Cadre Juridique et Institutionnel
Le cadre institutionnel du secteur extractif a connu une évolution notable avec la signature en août 2024 du Décret n°2024-1593, qui fusionne les ministères des Mines et de la Géologie, et du Pétrole et des Énergies en un seul « Ministère de l’Énergie, du Pétrole et des Mines ».
Le secteur minier est principalement régi par la Loi n°2016-32 du 8 novembre 2016 portant Code Minier, complété par une convention minière type et d’autres textes législatifs comme le Code Général des Impôts et le Code de l’Environnement. Le secteur pétrolier est régi par la Loi n°2019-03 du 1er février 2019 portant Code Pétrolier. La Constitution sénégalaise stipule que les ressources naturelles appartiennent au peuple et sont utilisées pour l’amélioration de ses conditions de vie.
Transparence des Contrats et des Licences
La Loi n°2012-22 sur la Transparence dans la Gestion des Finances publiques impose que les contrats entre l’administration publique et les entreprises d’exploitation de ressources naturelles soient clairs et rendus publics. Cette exigence est renforcée par l’article 117 du Code Minier 2016 qui prévoit la publication des conventions minières au Journal Officiel. Dans la pratique, tous les contrats miniers en cours depuis 1979 ont été publiés sur le site du Comité National ITIE, avec dix (10) nouvelles conventions publiées en 2024. Les contrats pétroliers sont également publiés au Journal Officiel et accessibles sur les sites du gouvernement et de l’ITIE Sénégal, bien que la liste sur le site ITIE datée de fin 2022 nécessite une mise à jour.
Concernant les titres, le Sénégal comptait 453 titres miniers et de carrières au 1er semestre 2024. Le Code Minier et le Code Pétrolier définissent les conditions d’obtention, les droits et obligations associés à chaque type de titre. Les procédures d’octroi, de renouvellement et de transfert des titres miniers sont suivies conformément au manuel de procédures du ministère, bien qu’une étude sur l’application effective du cadre légal pour les opérations intervenues en 2021 et 2022 soit envisagée. Aucune procédure d’octroi accélérée n’a eu lieu au 1er semestre 2024.

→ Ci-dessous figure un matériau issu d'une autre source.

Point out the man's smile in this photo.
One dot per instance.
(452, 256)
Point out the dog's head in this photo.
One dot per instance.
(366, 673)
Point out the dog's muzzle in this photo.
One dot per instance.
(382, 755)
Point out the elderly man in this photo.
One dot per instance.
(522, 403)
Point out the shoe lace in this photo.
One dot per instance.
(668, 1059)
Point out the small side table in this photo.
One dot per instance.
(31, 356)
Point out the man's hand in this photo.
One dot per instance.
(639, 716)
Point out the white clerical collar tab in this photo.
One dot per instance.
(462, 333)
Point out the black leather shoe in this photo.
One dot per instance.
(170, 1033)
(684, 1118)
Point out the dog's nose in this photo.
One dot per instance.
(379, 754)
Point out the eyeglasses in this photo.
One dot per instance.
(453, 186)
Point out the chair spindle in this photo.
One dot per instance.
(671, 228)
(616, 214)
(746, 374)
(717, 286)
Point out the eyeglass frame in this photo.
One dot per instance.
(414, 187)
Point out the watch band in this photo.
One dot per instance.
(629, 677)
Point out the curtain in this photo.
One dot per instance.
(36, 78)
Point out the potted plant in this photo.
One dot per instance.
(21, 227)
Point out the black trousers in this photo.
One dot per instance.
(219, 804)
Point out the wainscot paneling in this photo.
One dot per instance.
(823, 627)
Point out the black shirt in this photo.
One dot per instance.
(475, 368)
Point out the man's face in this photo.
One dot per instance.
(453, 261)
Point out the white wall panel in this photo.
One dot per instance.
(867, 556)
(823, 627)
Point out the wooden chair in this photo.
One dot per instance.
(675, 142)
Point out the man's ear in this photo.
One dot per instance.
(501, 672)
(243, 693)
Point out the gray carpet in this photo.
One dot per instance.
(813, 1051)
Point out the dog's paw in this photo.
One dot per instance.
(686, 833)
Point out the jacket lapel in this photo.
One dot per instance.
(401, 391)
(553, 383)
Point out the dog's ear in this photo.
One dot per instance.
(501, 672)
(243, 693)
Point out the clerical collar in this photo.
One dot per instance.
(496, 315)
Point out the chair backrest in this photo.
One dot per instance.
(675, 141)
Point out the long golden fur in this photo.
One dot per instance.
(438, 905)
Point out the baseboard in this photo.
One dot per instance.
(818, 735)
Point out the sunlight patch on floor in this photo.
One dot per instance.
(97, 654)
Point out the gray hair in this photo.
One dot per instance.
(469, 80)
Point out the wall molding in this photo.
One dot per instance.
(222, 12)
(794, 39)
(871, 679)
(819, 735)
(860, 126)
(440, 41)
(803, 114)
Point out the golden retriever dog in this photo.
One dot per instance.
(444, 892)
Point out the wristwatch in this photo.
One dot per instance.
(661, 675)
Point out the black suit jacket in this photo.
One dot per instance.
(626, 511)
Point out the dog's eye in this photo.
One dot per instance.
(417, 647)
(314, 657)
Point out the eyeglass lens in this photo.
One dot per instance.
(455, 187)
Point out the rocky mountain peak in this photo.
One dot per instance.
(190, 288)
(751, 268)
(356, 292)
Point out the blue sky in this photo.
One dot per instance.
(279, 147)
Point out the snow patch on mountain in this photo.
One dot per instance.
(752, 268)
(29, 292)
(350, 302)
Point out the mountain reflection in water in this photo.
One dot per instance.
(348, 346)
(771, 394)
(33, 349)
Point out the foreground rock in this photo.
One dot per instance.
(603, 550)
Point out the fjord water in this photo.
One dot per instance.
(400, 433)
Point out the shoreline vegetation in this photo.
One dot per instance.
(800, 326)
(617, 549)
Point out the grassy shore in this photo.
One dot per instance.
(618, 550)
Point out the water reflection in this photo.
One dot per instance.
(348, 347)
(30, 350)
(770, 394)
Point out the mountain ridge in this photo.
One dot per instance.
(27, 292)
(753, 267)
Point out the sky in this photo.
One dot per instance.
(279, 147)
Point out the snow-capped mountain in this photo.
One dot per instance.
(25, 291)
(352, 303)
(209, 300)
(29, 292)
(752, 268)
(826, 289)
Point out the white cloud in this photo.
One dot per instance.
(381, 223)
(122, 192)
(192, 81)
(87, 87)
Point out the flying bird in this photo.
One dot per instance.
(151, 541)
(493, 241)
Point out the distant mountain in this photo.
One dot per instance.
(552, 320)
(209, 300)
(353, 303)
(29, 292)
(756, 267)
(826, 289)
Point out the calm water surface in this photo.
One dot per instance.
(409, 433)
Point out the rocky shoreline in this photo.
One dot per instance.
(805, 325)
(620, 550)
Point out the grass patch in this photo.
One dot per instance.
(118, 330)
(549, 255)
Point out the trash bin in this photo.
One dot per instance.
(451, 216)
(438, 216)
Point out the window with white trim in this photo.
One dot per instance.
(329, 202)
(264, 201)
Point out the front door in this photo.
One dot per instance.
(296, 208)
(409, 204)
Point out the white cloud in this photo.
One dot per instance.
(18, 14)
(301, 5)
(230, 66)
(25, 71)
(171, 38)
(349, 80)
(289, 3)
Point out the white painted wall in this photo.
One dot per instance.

Les cadastres minier et pétrolier sont accessibles en ligne. Cependant, des manquements subsistent dans le cadastre minier, notamment l’absence de date de fin de validité pour certains types de titres et de périmètre pour d’autres. Un travail de mise à jour et de dématérialisation est en cours.
Propriété Effective et Juridique
La divulgation des bénéficiaires effectifs (BE) est régie par le décret N° 2020-791. Ce décret définit les BE comme les personnes physiques qui possèdent ou contrôlent directement ou indirectement une entité. Les informations sur les BE sont accessibles sur demande justifiant d’un intérêt légitime, notamment par les structures de l’État et le Président du Comité National ITIE. Le nouveau Code Pétrolier oblige les titulaires de titres d’hydrocarbures à fournir des informations sur leurs bénéficiaires réels. Cette obligation a été étendue à tous les secteurs économiques par la loi de finances rectificative pour 2021.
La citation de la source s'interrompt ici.